Dernière mise à jour : 30 mai 2018

Le vieil étologue pleurait, dans la salle éclairée au néon, la petite grive jaune des étangs de l’Ardèche — dont le chant mélodieux n’avait jamais profité qu’en imagination aux rares savants ayant consulté le livre. Il riait dans ses larmes. « Elle n’a pas beaucoup vécu, la pauvre tourterelle. Nous sommes peut-être cinq sur cette terre à nous être penchés sur son existence. » Il montre obstinément la gravure sertie de texte serré, opaque, en latin.

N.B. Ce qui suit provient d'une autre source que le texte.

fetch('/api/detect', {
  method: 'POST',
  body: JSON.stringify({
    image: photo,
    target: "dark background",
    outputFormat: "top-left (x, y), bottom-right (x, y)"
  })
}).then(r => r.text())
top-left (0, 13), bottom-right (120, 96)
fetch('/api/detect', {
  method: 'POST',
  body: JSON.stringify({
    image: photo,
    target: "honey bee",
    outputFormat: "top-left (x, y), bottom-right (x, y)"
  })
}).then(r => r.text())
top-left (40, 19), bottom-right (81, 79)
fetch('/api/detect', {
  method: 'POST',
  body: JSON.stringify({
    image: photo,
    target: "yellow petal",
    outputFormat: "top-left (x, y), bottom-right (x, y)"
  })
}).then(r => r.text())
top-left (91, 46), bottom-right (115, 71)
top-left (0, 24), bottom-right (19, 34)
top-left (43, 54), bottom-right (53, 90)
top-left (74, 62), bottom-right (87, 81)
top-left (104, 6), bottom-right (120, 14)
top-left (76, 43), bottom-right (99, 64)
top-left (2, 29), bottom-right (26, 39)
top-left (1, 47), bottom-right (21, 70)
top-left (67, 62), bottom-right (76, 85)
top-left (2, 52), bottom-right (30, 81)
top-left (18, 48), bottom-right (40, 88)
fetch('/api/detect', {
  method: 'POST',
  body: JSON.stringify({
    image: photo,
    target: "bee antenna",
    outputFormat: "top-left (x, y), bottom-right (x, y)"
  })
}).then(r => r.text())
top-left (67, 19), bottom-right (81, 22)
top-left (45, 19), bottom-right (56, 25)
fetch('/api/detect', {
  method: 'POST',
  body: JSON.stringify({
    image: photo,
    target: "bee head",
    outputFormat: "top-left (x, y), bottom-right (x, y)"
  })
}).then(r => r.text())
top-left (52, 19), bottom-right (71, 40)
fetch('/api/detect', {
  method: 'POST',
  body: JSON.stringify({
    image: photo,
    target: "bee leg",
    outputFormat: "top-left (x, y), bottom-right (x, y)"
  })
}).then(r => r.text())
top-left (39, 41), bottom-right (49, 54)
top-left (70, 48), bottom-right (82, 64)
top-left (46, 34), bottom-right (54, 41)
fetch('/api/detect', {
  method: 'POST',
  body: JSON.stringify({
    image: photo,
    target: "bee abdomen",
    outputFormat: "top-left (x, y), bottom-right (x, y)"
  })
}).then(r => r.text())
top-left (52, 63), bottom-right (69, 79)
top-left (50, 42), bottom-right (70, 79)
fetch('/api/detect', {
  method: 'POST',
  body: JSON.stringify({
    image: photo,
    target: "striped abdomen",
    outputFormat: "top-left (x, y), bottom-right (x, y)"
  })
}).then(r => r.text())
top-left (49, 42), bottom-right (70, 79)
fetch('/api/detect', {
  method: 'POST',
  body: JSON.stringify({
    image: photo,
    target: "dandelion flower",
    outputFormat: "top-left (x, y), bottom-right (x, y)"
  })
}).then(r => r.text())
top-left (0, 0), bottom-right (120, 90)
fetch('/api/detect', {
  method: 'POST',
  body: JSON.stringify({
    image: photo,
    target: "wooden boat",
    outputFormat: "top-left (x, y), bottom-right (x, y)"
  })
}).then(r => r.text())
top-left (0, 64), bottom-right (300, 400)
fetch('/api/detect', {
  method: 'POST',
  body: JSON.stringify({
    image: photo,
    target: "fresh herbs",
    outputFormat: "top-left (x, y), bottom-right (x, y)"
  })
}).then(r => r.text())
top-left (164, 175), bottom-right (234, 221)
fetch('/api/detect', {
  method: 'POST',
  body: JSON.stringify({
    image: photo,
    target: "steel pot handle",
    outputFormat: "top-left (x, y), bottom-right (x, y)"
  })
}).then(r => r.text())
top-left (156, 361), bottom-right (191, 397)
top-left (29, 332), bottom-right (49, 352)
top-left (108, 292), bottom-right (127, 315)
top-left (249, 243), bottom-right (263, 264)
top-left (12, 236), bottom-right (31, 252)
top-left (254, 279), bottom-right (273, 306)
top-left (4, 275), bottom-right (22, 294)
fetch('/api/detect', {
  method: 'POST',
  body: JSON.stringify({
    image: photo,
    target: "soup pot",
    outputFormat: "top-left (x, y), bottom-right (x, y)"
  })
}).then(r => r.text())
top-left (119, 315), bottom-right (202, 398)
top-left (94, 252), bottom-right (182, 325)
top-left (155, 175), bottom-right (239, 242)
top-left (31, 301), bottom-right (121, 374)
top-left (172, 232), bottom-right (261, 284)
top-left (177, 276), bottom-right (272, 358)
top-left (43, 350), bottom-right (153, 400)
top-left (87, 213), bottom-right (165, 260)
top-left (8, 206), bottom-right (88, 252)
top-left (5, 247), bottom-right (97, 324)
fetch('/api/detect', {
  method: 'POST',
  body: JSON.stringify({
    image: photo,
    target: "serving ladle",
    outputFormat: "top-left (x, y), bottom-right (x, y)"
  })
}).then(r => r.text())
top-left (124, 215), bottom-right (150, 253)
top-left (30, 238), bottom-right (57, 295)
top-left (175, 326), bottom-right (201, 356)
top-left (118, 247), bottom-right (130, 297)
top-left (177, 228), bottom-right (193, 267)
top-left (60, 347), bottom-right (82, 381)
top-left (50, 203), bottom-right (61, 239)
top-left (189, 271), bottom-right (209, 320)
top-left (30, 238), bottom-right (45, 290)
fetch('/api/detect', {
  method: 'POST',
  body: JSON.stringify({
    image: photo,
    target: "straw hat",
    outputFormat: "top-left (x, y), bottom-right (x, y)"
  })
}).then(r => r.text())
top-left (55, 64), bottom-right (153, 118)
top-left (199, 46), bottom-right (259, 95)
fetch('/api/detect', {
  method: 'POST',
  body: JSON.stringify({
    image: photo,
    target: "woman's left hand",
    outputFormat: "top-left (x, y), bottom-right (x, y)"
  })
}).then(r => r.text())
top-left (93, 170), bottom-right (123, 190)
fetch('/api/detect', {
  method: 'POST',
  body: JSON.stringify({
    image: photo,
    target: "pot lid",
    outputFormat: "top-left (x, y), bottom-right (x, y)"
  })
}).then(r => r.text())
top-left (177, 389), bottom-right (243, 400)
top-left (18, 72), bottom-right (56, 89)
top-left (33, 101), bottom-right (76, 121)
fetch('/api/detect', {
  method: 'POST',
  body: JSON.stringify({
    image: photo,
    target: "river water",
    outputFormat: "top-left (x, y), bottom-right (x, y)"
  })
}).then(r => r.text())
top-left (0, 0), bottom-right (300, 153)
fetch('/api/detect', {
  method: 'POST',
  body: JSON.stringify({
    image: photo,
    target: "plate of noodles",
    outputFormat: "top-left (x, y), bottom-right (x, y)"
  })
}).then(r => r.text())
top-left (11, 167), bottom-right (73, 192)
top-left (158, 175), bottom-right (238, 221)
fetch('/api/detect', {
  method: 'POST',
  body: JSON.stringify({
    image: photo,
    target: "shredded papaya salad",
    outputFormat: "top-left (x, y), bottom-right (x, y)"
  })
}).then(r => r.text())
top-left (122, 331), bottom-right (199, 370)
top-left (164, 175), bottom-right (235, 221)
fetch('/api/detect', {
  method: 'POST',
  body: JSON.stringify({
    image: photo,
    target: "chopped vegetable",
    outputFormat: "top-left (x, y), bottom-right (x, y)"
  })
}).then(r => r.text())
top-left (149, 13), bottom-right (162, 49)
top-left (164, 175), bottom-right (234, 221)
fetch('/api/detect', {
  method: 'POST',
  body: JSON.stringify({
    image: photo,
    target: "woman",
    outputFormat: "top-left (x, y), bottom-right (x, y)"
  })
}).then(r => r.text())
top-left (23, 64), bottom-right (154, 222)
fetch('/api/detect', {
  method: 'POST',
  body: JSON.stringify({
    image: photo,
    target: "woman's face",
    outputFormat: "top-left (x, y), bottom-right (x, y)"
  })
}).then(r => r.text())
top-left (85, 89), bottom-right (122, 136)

Un oiseau petit, commun, sur sa branche de cerisier en fleur, se détachant sur le ciel bleu sans dommage des rêves de l’homme. « A-t-elle jamais existé ? » Le vieil homme se plie de douleur, il porte le deuil de celle qui n’est jamais née. « Si petite, si jolie, si jaune. Pourquoi pas elle ? Pourquoi pas elle ? »

Nous, ses deux élèves respectueux et muets, nous échangeons un regard d’intelligence. Nous pensons, jeunes ignorants, que c’est faire oeuvre de néant que de déplorer l’inexistence du néant, si belles en soit les vaines couleurs.